THE FOLLOWING MORNING, Rizzo sat at his kitchen table, poking absently at a bowl of cornflakes. He had a busy day ahead: lunch at one with his ex-partner Mike McQueen, then another four-to-twelve night tour with Priscilla. The witnesses to the shooting-Cocca, Hermann, and Nunzio-would give their sworn statements at noon to the police administrative aide and day tour detectives at the Six-Two. The alleged flasher, Bruce Jacoby, might or might not show up at four, with or without his lawyer, and Rizzo and Jackson still needed to get to Lutheran to interview the shooting victim, Gary Tucci, and to visit the local bars as Priscilla suggested. Rizzo also had to consider another neighborhood canvass for additional witnesses or someone who could I.D. the dark pickup truck in which the shooter had fled.

“Plus follow up on that shell casing,” he muttered aloud.

“Talking to yourself, Daddy?” he heard.

Turning, he saw his middle daughter, Jessica, enter the kitchen, a small book bag in her hand. Like her mother, Jessica stood five feet eight inches tall, lean with dark brown eyes, and long, thick brown hair.

“Hey, honey,” he said. “Home already?”

She shrugged and dropped the bag beside the table, bending to kiss Rizzo’s forehead and sighing.

“They canceled my ten-fifteen. The professor was out soul searching, no doubt, and he couldn’t make it. I only have the two classes on Tuesdays, so here I am.” Twenty-one-year-old Jessica was in her senior year, commuting to and from her parents’ Brooklyn home to Manhattan’s Hunter College.

Rizzo used his foot to push a chair back from the table.

“My good luck,” he said. “I get to see you a little.” He thrust his jaw toward the chair. “Sit,” he said. “You want coffee? I just made it.”
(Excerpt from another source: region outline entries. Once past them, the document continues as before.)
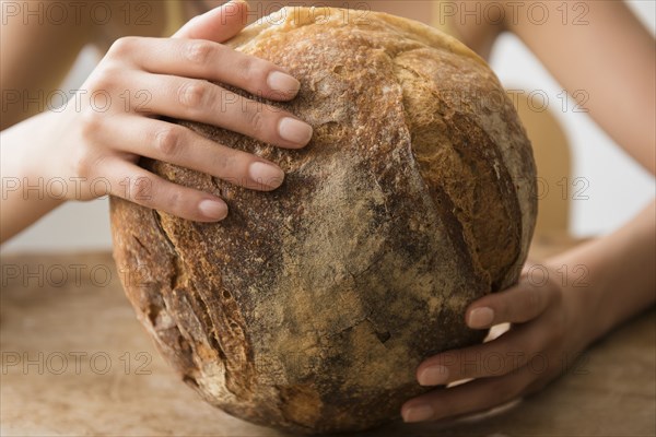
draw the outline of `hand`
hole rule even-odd
[[[231,2],[212,10],[191,20],[174,38],[118,39],[82,86],[81,107],[69,103],[60,114],[42,118],[39,127],[50,126],[54,132],[38,152],[47,156],[39,157],[44,168],[32,173],[82,180],[79,189],[68,190],[69,199],[110,193],[200,222],[225,217],[225,202],[144,170],[137,165],[140,156],[251,189],[279,187],[284,174],[277,165],[155,119],[167,116],[210,123],[281,147],[307,144],[313,132],[307,123],[208,82],[220,81],[277,101],[297,93],[298,81],[283,69],[220,44],[244,26],[246,8]],[[98,110],[107,102],[112,104]]]
[[[435,421],[484,411],[540,390],[573,364],[591,340],[589,317],[581,288],[561,286],[561,277],[543,265],[525,269],[516,286],[471,304],[466,311],[470,328],[504,322],[512,328],[488,343],[424,361],[417,370],[422,386],[472,380],[409,400],[401,409],[403,420]]]

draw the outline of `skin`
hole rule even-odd
[[[267,81],[272,72],[284,73],[282,68],[221,46],[251,21],[244,3],[212,10],[185,25],[174,38],[149,37],[163,31],[165,11],[161,2],[148,3],[152,8],[149,26],[121,20],[104,26],[87,20],[78,25],[3,24],[3,92],[30,90],[34,95],[37,90],[46,94],[55,90],[89,43],[109,49],[81,88],[87,94],[107,92],[112,102],[120,104],[99,113],[89,99],[82,99],[80,108],[69,104],[63,111],[37,116],[34,107],[2,108],[3,178],[15,175],[30,186],[38,185],[38,178],[83,180],[68,187],[61,199],[38,196],[35,190],[27,196],[22,190],[3,191],[2,241],[67,200],[90,200],[106,192],[189,220],[216,221],[225,216],[227,209],[221,199],[156,178],[136,165],[139,156],[195,168],[253,189],[271,190],[282,181],[277,167],[268,167],[268,174],[251,175],[253,164],[271,163],[154,120],[154,115],[213,123],[281,147],[302,147],[309,141],[312,131],[302,125],[292,129],[295,139],[281,137],[281,120],[297,120],[293,115],[266,107],[261,113],[254,111],[246,99],[235,101],[225,90],[202,81],[222,81],[272,99],[294,97],[298,84],[293,79],[280,81],[276,90]],[[220,3],[190,1],[186,8],[195,14]],[[321,2],[326,3],[344,4]],[[553,19],[541,25],[531,23],[526,13],[530,2],[522,3],[524,10],[516,9],[517,2],[501,2],[504,17],[491,17],[494,24],[485,20],[476,24],[459,16],[453,24],[462,42],[483,57],[501,33],[518,35],[564,88],[587,92],[589,98],[581,102],[582,106],[654,174],[656,62],[652,36],[619,1],[585,2],[588,24],[579,26],[572,25],[576,11],[570,11],[567,23],[562,24],[562,12],[555,10],[560,2],[542,2],[549,4]],[[421,9],[425,2],[421,1],[405,1],[402,9],[396,1],[371,5],[414,19],[426,17]],[[113,16],[124,15],[117,10]],[[144,106],[133,96],[126,107],[120,97],[125,90],[149,90],[152,98]],[[222,102],[236,104],[221,106]],[[93,184],[101,178],[108,184]],[[143,193],[148,196],[140,196]],[[655,247],[652,203],[617,232],[542,261],[541,270],[549,272],[547,281],[524,275],[516,286],[472,303],[465,315],[469,327],[488,329],[508,322],[511,330],[488,343],[448,351],[422,363],[417,369],[418,381],[440,388],[409,400],[401,409],[403,418],[419,422],[455,417],[541,389],[587,345],[654,304]],[[563,280],[563,265],[570,273],[567,281]],[[586,273],[584,286],[572,281],[579,276],[574,269],[581,267]],[[500,362],[495,358],[500,356],[505,358]],[[536,363],[540,371],[536,371]],[[456,387],[442,388],[470,378]]]

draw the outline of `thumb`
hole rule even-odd
[[[248,3],[245,0],[231,0],[189,20],[173,35],[173,38],[223,43],[239,33],[247,20]]]

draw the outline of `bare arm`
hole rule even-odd
[[[585,90],[585,107],[631,156],[655,172],[655,49],[654,39],[620,1],[586,2],[586,25],[562,24],[555,8],[551,20],[536,25],[507,2],[505,28],[515,32],[569,91]],[[581,3],[581,2],[577,2]],[[485,55],[487,36],[499,26],[461,26],[460,36]],[[447,351],[424,361],[417,377],[424,386],[472,378],[448,390],[436,390],[408,401],[407,422],[440,420],[487,410],[531,393],[561,374],[591,342],[656,300],[656,203],[651,203],[619,231],[581,245],[544,262],[546,283],[523,276],[501,293],[485,296],[467,309],[472,329],[512,323],[509,332],[489,343]],[[584,282],[562,282],[562,273],[584,272]],[[578,269],[578,270],[575,270]],[[576,277],[579,277],[578,275]],[[555,280],[557,279],[557,280]],[[509,354],[509,355],[508,355]],[[527,364],[539,355],[547,367],[531,371]],[[464,363],[504,359],[494,370]]]
[[[127,4],[107,4],[120,7],[119,3]],[[312,137],[307,123],[270,106],[247,104],[248,98],[210,82],[227,83],[280,101],[293,98],[297,93],[298,81],[283,69],[220,44],[239,32],[246,13],[247,5],[234,1],[188,23],[175,38],[116,39],[82,85],[79,101],[75,98],[63,110],[46,111],[3,130],[0,240],[10,238],[65,200],[89,200],[105,194],[194,221],[214,222],[226,216],[227,205],[215,193],[160,178],[137,165],[140,156],[171,162],[249,189],[268,191],[279,187],[284,173],[276,164],[151,117],[202,121],[281,147],[307,144]],[[33,38],[33,32],[51,38],[43,44],[52,50],[61,48],[71,37],[60,28],[51,28],[51,35],[44,35],[42,28],[32,29],[21,21],[15,25],[11,31],[15,34],[12,42],[19,45],[22,32],[32,44],[42,44]],[[77,35],[79,29],[69,31]],[[109,36],[120,35],[118,32]],[[94,32],[80,36],[94,39],[102,35]],[[9,43],[2,39],[2,50]],[[38,59],[31,58],[31,49],[32,46],[25,45],[12,51],[12,66],[8,67],[11,83],[7,82],[7,86],[35,87],[30,80],[39,78],[22,80],[16,76],[20,68],[13,64],[24,57],[32,68],[44,68]],[[65,58],[72,58],[75,50],[71,49]],[[92,99],[96,93],[108,96],[101,98],[101,104],[106,104],[102,109]],[[27,114],[19,110],[9,116],[8,126]],[[54,188],[49,182],[56,180],[57,191],[48,189]],[[27,186],[36,189],[25,190]]]

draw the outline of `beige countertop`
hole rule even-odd
[[[571,244],[542,238],[539,258]],[[163,362],[109,253],[8,256],[0,307],[2,436],[284,434],[206,404]],[[654,436],[656,311],[588,350],[562,378],[496,414],[393,423],[363,436]]]

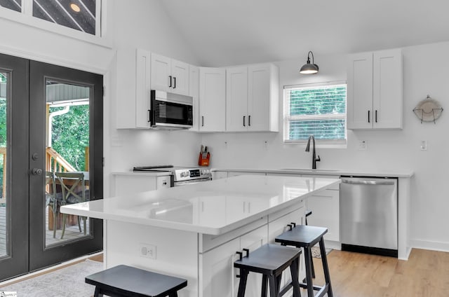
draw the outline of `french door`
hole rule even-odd
[[[102,249],[101,221],[59,212],[55,177],[102,198],[102,76],[0,55],[0,280]]]

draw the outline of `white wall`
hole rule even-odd
[[[414,172],[412,181],[412,245],[449,251],[449,118],[443,111],[436,124],[421,124],[412,111],[427,94],[449,108],[449,43],[412,46],[403,49],[403,129],[396,131],[348,131],[347,148],[318,148],[319,168]],[[346,57],[316,57],[320,71],[314,76],[299,74],[303,60],[278,62],[280,85],[346,80]],[[423,71],[422,69],[425,69]],[[282,93],[281,92],[281,98]],[[282,99],[280,110],[282,113]],[[280,125],[282,127],[282,125]],[[368,149],[358,151],[358,140]],[[429,149],[420,149],[427,140]],[[265,141],[267,145],[265,145]],[[311,154],[304,145],[283,144],[279,133],[221,133],[204,134],[203,143],[210,148],[212,166],[237,168],[311,167]]]

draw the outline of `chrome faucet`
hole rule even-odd
[[[306,151],[310,151],[310,139],[313,141],[312,148],[311,148],[311,169],[316,169],[316,162],[319,162],[321,160],[320,159],[320,156],[318,156],[318,158],[316,158],[316,154],[315,153],[315,137],[314,135],[310,135],[309,137],[309,140],[307,140],[307,146],[306,146]]]

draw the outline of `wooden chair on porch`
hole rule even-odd
[[[58,184],[60,185],[62,191],[61,205],[83,202],[89,200],[89,191],[86,188],[84,174],[82,172],[56,172],[55,173]],[[65,233],[65,226],[67,215],[62,216],[62,233],[61,239]],[[78,216],[78,226],[81,232],[81,219],[83,223],[84,235],[86,235],[86,216]]]

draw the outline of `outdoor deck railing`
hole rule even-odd
[[[46,150],[46,171],[53,172],[70,172],[76,171],[58,152],[53,148],[48,147]]]
[[[3,179],[1,179],[1,183],[2,183],[2,195],[1,195],[1,198],[0,198],[0,203],[2,203],[2,200],[4,200],[5,199],[5,195],[6,193],[6,179],[5,178],[6,177],[6,148],[0,148],[0,155],[1,155],[1,160],[3,160]]]

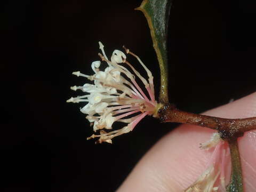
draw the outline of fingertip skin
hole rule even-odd
[[[204,114],[223,118],[256,116],[256,93],[207,111]],[[199,149],[213,131],[182,125],[161,139],[140,161],[118,192],[183,191],[206,169],[212,151]],[[245,191],[256,191],[256,131],[238,139]],[[230,160],[226,177],[230,173]]]

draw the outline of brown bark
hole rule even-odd
[[[256,129],[256,117],[238,119],[212,117],[183,111],[171,104],[160,108],[158,116],[163,122],[188,123],[217,130],[223,140],[242,137],[245,132]]]

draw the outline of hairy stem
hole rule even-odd
[[[223,140],[243,136],[246,131],[256,129],[256,117],[228,119],[183,111],[166,104],[158,110],[163,122],[188,123],[217,130]]]
[[[243,175],[237,139],[228,140],[228,142],[230,149],[232,169],[230,182],[227,186],[227,191],[230,192],[243,192]]]

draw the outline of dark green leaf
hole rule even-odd
[[[169,0],[144,0],[140,6],[136,9],[144,13],[150,29],[161,75],[159,100],[165,103],[168,102],[166,41],[171,5]]]

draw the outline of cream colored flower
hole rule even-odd
[[[202,149],[208,150],[213,147],[215,148],[206,170],[185,192],[226,191],[225,173],[227,147],[217,132],[213,134],[209,141],[200,144]]]
[[[73,72],[73,75],[86,77],[93,83],[70,87],[73,90],[81,90],[88,94],[71,97],[67,102],[87,103],[80,110],[87,115],[86,118],[93,125],[93,131],[99,132],[87,139],[99,138],[98,142],[111,143],[114,137],[132,131],[146,115],[154,115],[157,103],[155,99],[153,76],[140,58],[124,47],[126,53],[135,57],[145,69],[148,80],[126,60],[124,53],[115,50],[109,60],[105,54],[103,45],[100,42],[99,44],[103,54],[99,53],[99,55],[102,61],[106,62],[107,67],[101,70],[101,62],[95,61],[91,64],[94,73],[93,75],[85,75],[80,71]],[[145,87],[140,87],[138,79],[143,83]],[[117,122],[126,125],[119,130],[106,131],[112,129],[113,124]]]

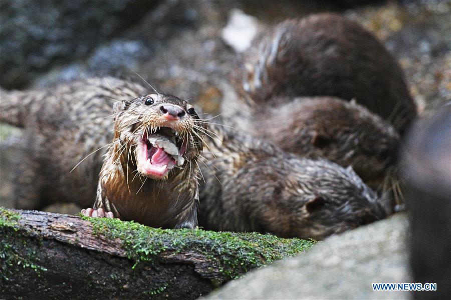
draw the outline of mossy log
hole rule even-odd
[[[0,298],[194,299],[314,242],[0,208]]]

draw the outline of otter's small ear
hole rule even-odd
[[[125,101],[116,101],[113,104],[113,112],[114,114],[119,114],[125,110]]]
[[[316,132],[313,132],[312,136],[312,144],[317,148],[326,147],[332,142],[330,138]]]
[[[121,112],[125,110],[126,106],[125,101],[116,101],[113,104],[113,114],[114,116],[113,120],[115,121]]]
[[[307,212],[312,214],[312,212],[320,209],[326,204],[326,201],[320,196],[316,196],[313,199],[309,200],[305,204],[305,208],[307,210]]]

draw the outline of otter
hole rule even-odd
[[[115,90],[125,98],[110,99]],[[86,206],[95,198],[84,214],[154,227],[198,224],[207,229],[317,239],[386,215],[383,199],[351,168],[301,158],[226,127],[211,124],[208,130],[186,102],[134,94],[142,90],[119,80],[94,78],[27,94],[40,95],[39,102],[22,93],[7,95],[12,98],[2,101],[2,120],[25,124],[28,152],[21,156],[36,162],[27,170],[39,179],[37,183],[45,184],[33,186],[42,193],[34,194]],[[32,114],[21,106],[13,109],[19,99]],[[95,152],[103,146],[103,153]],[[90,178],[102,154],[98,180]],[[84,157],[90,163],[82,162],[74,169],[78,172],[71,173]],[[200,158],[203,166],[197,162]],[[17,190],[23,182],[16,183]]]
[[[244,104],[274,106],[275,98],[333,96],[355,99],[402,136],[417,114],[402,70],[388,51],[338,14],[287,20],[262,30],[232,78],[241,104],[224,110],[232,118]]]
[[[322,240],[390,213],[350,167],[284,152],[211,125],[200,164],[199,225]]]
[[[366,108],[328,96],[277,100],[256,108],[247,127],[254,136],[305,158],[350,166],[374,189],[394,172],[399,134]]]
[[[14,170],[16,208],[63,201],[86,207],[97,199],[95,216],[195,226],[192,165],[202,148],[202,124],[186,102],[139,96],[147,94],[139,84],[112,78],[2,91],[0,121],[24,128]]]
[[[152,94],[116,102],[114,110],[114,136],[94,209],[82,213],[152,227],[196,227],[194,165],[204,128],[194,108],[175,96]]]

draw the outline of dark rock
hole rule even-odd
[[[2,1],[0,85],[22,88],[52,66],[86,57],[138,22],[155,2]]]
[[[451,298],[451,104],[419,122],[403,156],[410,212],[410,265],[414,282],[437,290],[415,299]]]

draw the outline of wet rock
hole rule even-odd
[[[373,282],[408,282],[406,216],[332,236],[299,256],[252,271],[207,299],[407,299]]]

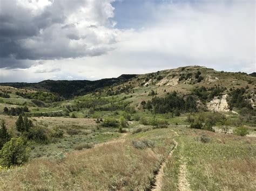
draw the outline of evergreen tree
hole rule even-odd
[[[9,109],[6,107],[4,108],[4,114],[8,114]]]
[[[26,116],[23,118],[23,128],[25,131],[28,132],[29,129],[33,126],[32,121],[28,118]]]
[[[21,115],[19,115],[19,118],[16,122],[16,128],[18,131],[23,132],[24,130],[23,118]]]
[[[1,129],[0,129],[0,150],[5,143],[9,142],[11,138],[11,136],[7,131],[5,122],[2,120],[1,122]]]

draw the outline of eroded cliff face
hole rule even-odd
[[[217,112],[228,112],[230,110],[227,102],[227,94],[222,96],[221,98],[215,97],[207,104],[207,108],[210,111]]]

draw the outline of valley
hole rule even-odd
[[[254,190],[255,84],[196,66],[1,83],[0,190]]]

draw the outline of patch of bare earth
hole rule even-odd
[[[186,174],[187,168],[186,163],[184,162],[180,165],[179,175],[179,190],[187,191],[191,190],[190,185],[186,178]]]
[[[168,159],[172,157],[172,153],[173,153],[174,150],[176,149],[178,146],[177,142],[176,142],[174,140],[173,140],[173,142],[175,144],[175,146],[173,147],[172,151],[170,152],[165,161],[164,162],[163,162],[162,165],[161,166],[161,167],[159,169],[159,171],[158,171],[158,173],[156,175],[156,177],[155,177],[156,182],[154,183],[155,186],[152,189],[152,190],[154,190],[154,191],[161,190],[161,188],[162,186],[161,183],[162,183],[163,176],[164,175],[164,169],[166,166],[166,161],[168,161]]]

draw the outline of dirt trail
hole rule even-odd
[[[176,149],[178,146],[178,143],[176,142],[174,140],[173,140],[173,142],[175,144],[175,146],[172,148],[172,151],[170,152],[169,154],[168,155],[168,157],[164,161],[164,162],[163,162],[161,166],[161,167],[159,171],[158,171],[158,173],[156,175],[156,177],[155,177],[156,182],[154,183],[155,186],[154,186],[154,188],[152,189],[152,190],[154,190],[154,191],[161,190],[161,187],[162,186],[162,184],[161,184],[162,179],[164,175],[164,168],[165,168],[165,166],[166,166],[166,162],[168,160],[168,159],[172,157],[172,153],[173,153],[174,150]]]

Jessica dropped into the seat and smiled at her father. “Are you serious? It’s almost eleven o’clock, Daddy, I’m already swimming in Starbucks.”

“Yeah,” he said. “Starbucks-aka Maxwell House, only four bucks a cup.”

“I know, Daddy,” she said, rolling her eyes.

“Actually,” Rizzo said, growing serious, “it’s good you’re here. I really need to talk to you.”

“Oh?” she asked. “ ’Bout what?”

“About your sister,” he said.

Jessica wrinkled her brow. “Okay. Which sister?”

“Your kid sister, Carol. I need you to talk to her.”

“You want me to give her the birds and the bees talk, Daddy?” she asked. “ ’Cause I hate to break it to you…”

Rizzo shook his head. “No-birds and bees I can handle myself,” he said.

“Oh, really,” she answered, laughing. “Since when?”

Rizzo looked puzzled as he replied. “Whaddya talkin’ about? I raised three daughters, didn’t I?”